Die Vorträge der Abendveranstaltungen waren um die Themen des „Whole Earth Catalog“, einer sehr verbreiteten Publikation aus den 60er und 70er Jahren, die eigentlich eine Gegenkultur vertrat, aufgebaut. Sie diente sowohl als Leitfaden für gemeinschaftliche Siedlungsprojekte wie auch als intellektuelle Stimulation, indem konventionelle Arten des Bauens hinterfragt wurden.

Obwohl das Drei-Jahresprogramm nun zu Ende ist, werden die gebauten Strukturen nicht abgerissen. In Csóromfölde beginnt nun eine nächste Stufe der Entwicklung. Das bedeutet, dass man danach trachten wird, die Siedlung autark und lebensfähig zu machen. Die Wasser- und Energiesysteme müssen ausgebaut werden, denn es ist die natürlichste Sache der Welt, dass man den Wasserhahn aufdreht und heißes Wasser herausrinnt.

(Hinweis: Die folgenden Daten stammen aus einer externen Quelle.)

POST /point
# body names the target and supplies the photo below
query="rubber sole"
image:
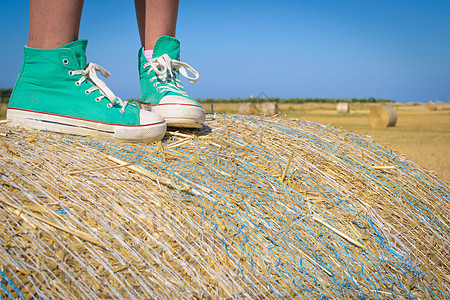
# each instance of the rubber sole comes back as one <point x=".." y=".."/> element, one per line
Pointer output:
<point x="179" y="114"/>
<point x="70" y="125"/>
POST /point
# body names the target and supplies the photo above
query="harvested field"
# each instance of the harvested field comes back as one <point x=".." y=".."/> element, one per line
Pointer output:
<point x="246" y="207"/>
<point x="420" y="135"/>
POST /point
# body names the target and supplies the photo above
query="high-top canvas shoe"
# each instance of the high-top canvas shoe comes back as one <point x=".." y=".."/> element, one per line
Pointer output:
<point x="57" y="91"/>
<point x="161" y="89"/>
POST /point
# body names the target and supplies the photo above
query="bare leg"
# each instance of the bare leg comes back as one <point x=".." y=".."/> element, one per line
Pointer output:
<point x="54" y="23"/>
<point x="155" y="18"/>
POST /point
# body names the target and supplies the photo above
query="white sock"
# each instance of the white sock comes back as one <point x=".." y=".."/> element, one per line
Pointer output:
<point x="148" y="54"/>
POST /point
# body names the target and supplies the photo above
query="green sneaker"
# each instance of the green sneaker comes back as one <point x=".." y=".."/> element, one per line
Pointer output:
<point x="161" y="90"/>
<point x="56" y="92"/>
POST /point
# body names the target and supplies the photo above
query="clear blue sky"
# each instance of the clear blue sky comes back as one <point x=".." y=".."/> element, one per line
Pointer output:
<point x="397" y="50"/>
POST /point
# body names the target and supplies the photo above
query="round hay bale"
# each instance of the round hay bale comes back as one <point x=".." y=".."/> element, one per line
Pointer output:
<point x="431" y="106"/>
<point x="245" y="207"/>
<point x="382" y="116"/>
<point x="269" y="108"/>
<point x="343" y="107"/>
<point x="248" y="108"/>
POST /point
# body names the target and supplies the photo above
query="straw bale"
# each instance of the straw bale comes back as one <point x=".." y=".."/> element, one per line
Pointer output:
<point x="245" y="207"/>
<point x="248" y="108"/>
<point x="382" y="116"/>
<point x="431" y="106"/>
<point x="343" y="107"/>
<point x="269" y="108"/>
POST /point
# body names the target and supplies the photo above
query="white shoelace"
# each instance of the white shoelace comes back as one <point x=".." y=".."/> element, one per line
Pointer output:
<point x="90" y="73"/>
<point x="166" y="70"/>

„Hello Wood“ hat über die Jahre die Aufmerksamkeit einiger der berühmtesten Architekten der Welt erregt: Kengo Kuma und der Urban Think-Tank hielten Vorträge in Ungarn. Und nun kommt für das Projekt der Schritt über die Grenzen des Landes hinaus: Das Konzept wird mit all seinen Lehrmethoden und Erfahrungen exportiert. Letztes Frühjahr fand bereits – nach einem Jahr Vorbereitung – die erste Session mit 600 Teilnehmern in Argentinien statt.